Similarly, anyone, of whatever condition, estate, and dignity, even if this be papal, who stubbornly refuses obedience to the commands, resolutions, ordinances, or precepts of this holy synod and any other general council legitimately assembled in respect of what is said above and all that has happened and is to happen in respect of this, shall, if he does not come to his right mind, be subject to the appropriate punishment and be duly punished, by other legal means should this be necessary. (Hans Küng, Christianity: Essence, History, and Future [trans. John Bowden; New York: Continuum, 1994], 466; emphasis added)

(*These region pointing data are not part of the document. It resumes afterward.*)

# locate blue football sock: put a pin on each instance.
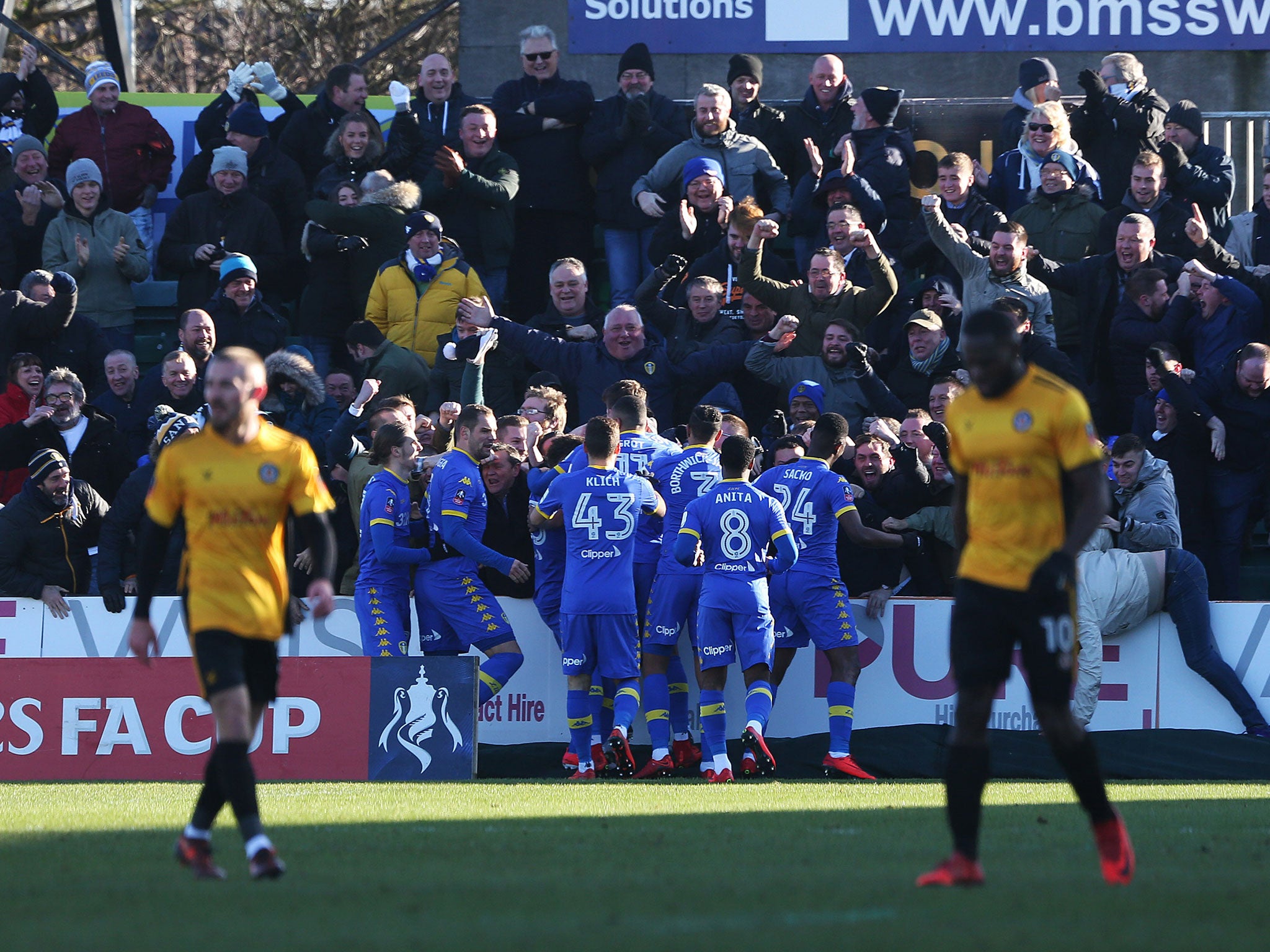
(758, 705)
(596, 701)
(626, 706)
(657, 701)
(714, 723)
(497, 671)
(842, 699)
(677, 682)
(577, 708)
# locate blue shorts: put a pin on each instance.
(672, 602)
(458, 612)
(384, 617)
(812, 609)
(726, 637)
(600, 643)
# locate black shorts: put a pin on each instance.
(988, 622)
(225, 660)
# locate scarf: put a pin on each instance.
(928, 366)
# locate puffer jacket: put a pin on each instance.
(414, 315)
(46, 545)
(748, 168)
(309, 413)
(106, 287)
(1148, 509)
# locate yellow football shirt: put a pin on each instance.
(235, 500)
(1015, 450)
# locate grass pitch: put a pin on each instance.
(678, 865)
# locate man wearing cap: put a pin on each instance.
(210, 225)
(753, 117)
(1038, 83)
(1197, 172)
(748, 168)
(239, 310)
(624, 138)
(47, 531)
(125, 140)
(99, 248)
(414, 296)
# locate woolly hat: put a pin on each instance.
(24, 144)
(1033, 73)
(883, 103)
(248, 121)
(812, 390)
(229, 159)
(1186, 115)
(82, 170)
(99, 73)
(363, 333)
(45, 462)
(236, 267)
(698, 167)
(637, 58)
(746, 65)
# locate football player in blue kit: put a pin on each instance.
(453, 599)
(810, 603)
(383, 594)
(728, 532)
(680, 478)
(598, 508)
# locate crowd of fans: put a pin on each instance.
(455, 260)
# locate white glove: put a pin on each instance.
(267, 82)
(239, 76)
(401, 95)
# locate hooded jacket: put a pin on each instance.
(1148, 509)
(46, 545)
(619, 161)
(106, 287)
(414, 315)
(748, 168)
(128, 145)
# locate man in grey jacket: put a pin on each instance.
(748, 168)
(1145, 498)
(1001, 273)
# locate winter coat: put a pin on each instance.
(1064, 229)
(592, 368)
(620, 156)
(308, 413)
(981, 286)
(554, 177)
(853, 304)
(479, 211)
(46, 545)
(1148, 509)
(1112, 131)
(808, 121)
(99, 460)
(748, 169)
(106, 287)
(120, 530)
(418, 133)
(1168, 216)
(380, 219)
(883, 159)
(413, 316)
(239, 223)
(128, 145)
(259, 328)
(1016, 174)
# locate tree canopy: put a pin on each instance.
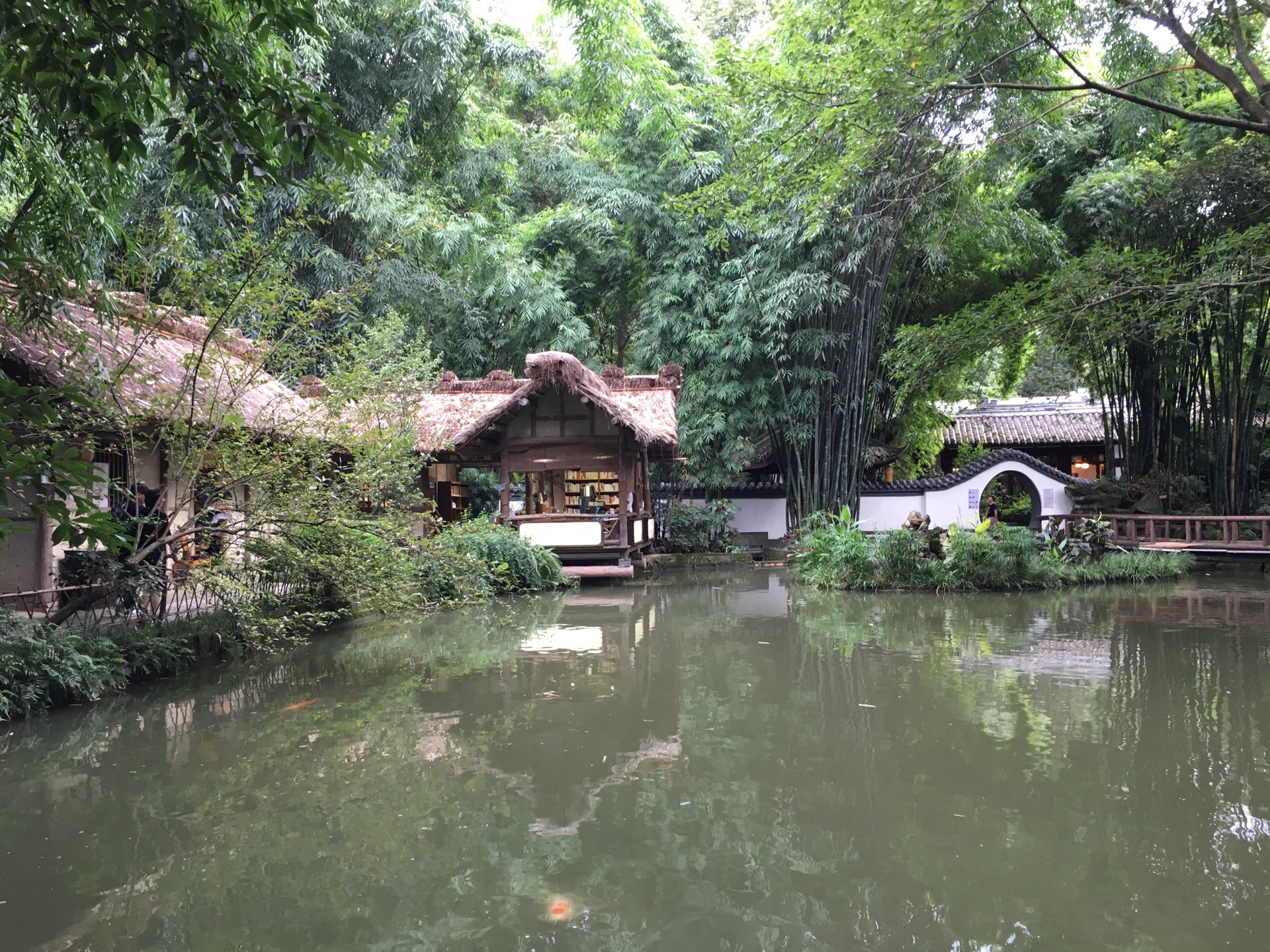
(836, 218)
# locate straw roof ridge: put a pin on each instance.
(458, 412)
(150, 357)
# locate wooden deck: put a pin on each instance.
(1245, 539)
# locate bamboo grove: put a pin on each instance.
(837, 218)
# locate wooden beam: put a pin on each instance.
(648, 485)
(624, 492)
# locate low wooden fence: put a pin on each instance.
(1218, 531)
(106, 607)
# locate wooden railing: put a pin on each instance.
(1241, 531)
(611, 524)
(112, 606)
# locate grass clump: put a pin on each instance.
(332, 573)
(835, 554)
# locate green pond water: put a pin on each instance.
(706, 762)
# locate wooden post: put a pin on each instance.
(505, 479)
(648, 485)
(624, 488)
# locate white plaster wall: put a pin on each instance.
(19, 560)
(951, 507)
(558, 535)
(761, 516)
(888, 512)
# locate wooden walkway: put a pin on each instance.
(1245, 539)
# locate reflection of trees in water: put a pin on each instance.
(981, 790)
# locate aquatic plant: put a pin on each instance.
(835, 554)
(513, 563)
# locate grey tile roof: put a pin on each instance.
(1025, 427)
(973, 469)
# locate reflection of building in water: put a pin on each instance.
(1074, 658)
(587, 707)
(178, 721)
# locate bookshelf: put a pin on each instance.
(603, 491)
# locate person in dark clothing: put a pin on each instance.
(146, 524)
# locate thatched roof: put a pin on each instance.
(151, 357)
(460, 411)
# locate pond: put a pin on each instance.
(706, 762)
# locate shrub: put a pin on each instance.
(698, 528)
(46, 666)
(513, 563)
(905, 560)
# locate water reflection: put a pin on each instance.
(701, 763)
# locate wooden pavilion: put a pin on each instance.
(581, 442)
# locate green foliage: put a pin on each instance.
(968, 454)
(698, 528)
(513, 564)
(88, 92)
(42, 469)
(833, 553)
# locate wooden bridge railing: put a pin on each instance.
(1242, 531)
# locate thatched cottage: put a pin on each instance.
(146, 367)
(581, 441)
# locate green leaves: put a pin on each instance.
(44, 473)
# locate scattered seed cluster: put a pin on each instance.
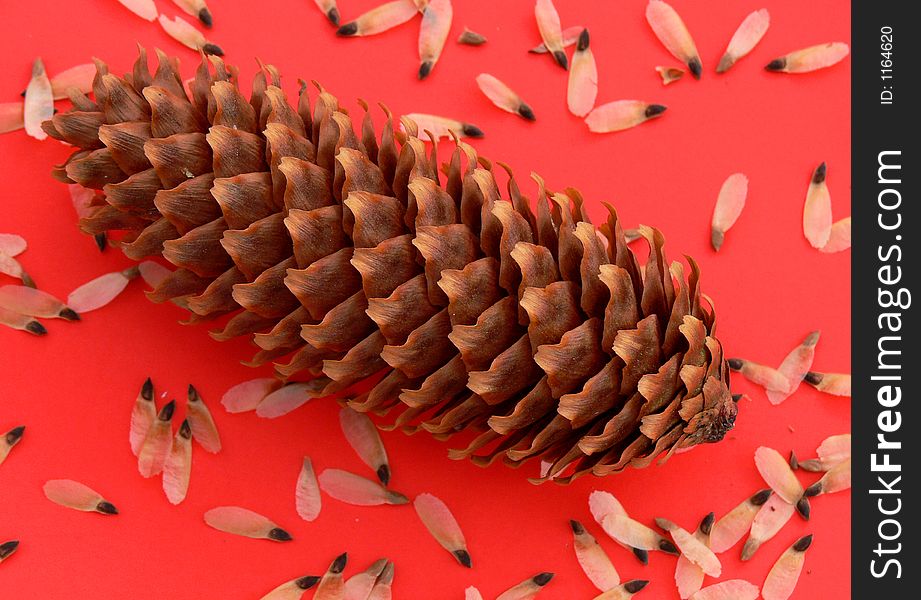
(761, 517)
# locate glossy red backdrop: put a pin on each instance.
(74, 388)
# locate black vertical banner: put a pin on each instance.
(886, 262)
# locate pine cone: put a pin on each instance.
(352, 258)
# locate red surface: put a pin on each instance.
(74, 388)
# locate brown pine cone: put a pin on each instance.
(351, 258)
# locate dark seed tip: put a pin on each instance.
(463, 557)
(803, 543)
(166, 413)
(635, 585)
(814, 378)
(106, 508)
(761, 497)
(14, 435)
(7, 548)
(707, 523)
(425, 69)
(472, 130)
(777, 64)
(307, 582)
(147, 389)
(803, 508)
(819, 175)
(69, 314)
(668, 547)
(348, 29)
(560, 57)
(214, 49)
(813, 490)
(36, 328)
(383, 473)
(339, 563)
(654, 110)
(525, 111)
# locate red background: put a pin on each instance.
(74, 388)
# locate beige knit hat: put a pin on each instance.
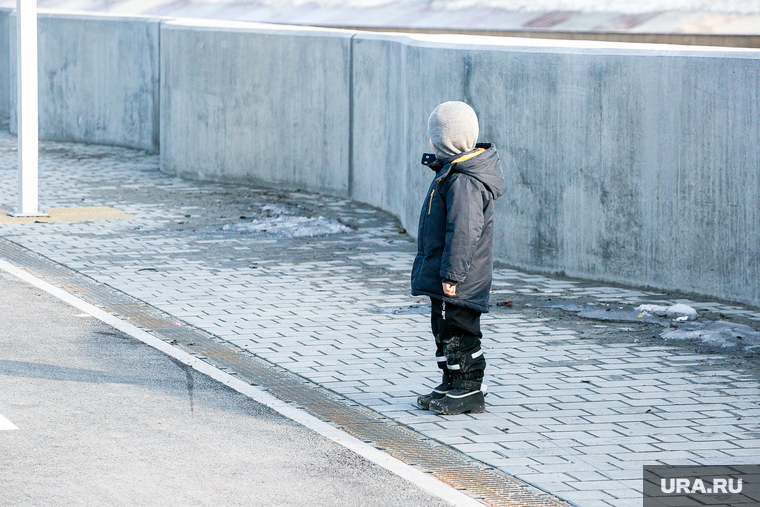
(453, 128)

As Küng notes (ibid., 467) about the trouble Constance posed to the papacy (emphasis in original):
No wonder that advocates of a curial ecclesiology did not hesitate to claim that the decrees of Constance were not binding, with often very strange, pseudo-historical arguments. Constance, it was said, had not been ‘approved’ by the Pope, so its decrees are not formally in force. But I already demonstrated in Structures of the Church (written in 1962, already before the Second Vatican Council), how threadbare such an argument is. For in the real ecumenical councils of the real ecumenical councils of the first millennium, in any case the question of a formal papal approval was never raised; the approval of the emperor was decisive and people were content with the general consensus of the Bishop of Rome as patriarch of the West. Papal consent only arose at the medieval general synods, which were wholly dominated by the Popes. But at the Council of Constance, which again understood itself to represent the whole church, explicit papal approval was no longer thought necessary. Precisely because the council derived its authority directly from Christ, precisely because it stood above the Pope (or rather above the three Popes), the question of papal approval never arose from the start.
As with the Bodily Assumption (1950) and Immaculate Conception (1854), this dogma, which is said to be part of “Apostolic Tradition,” is ahistorical, as are Rome’s other dogmas.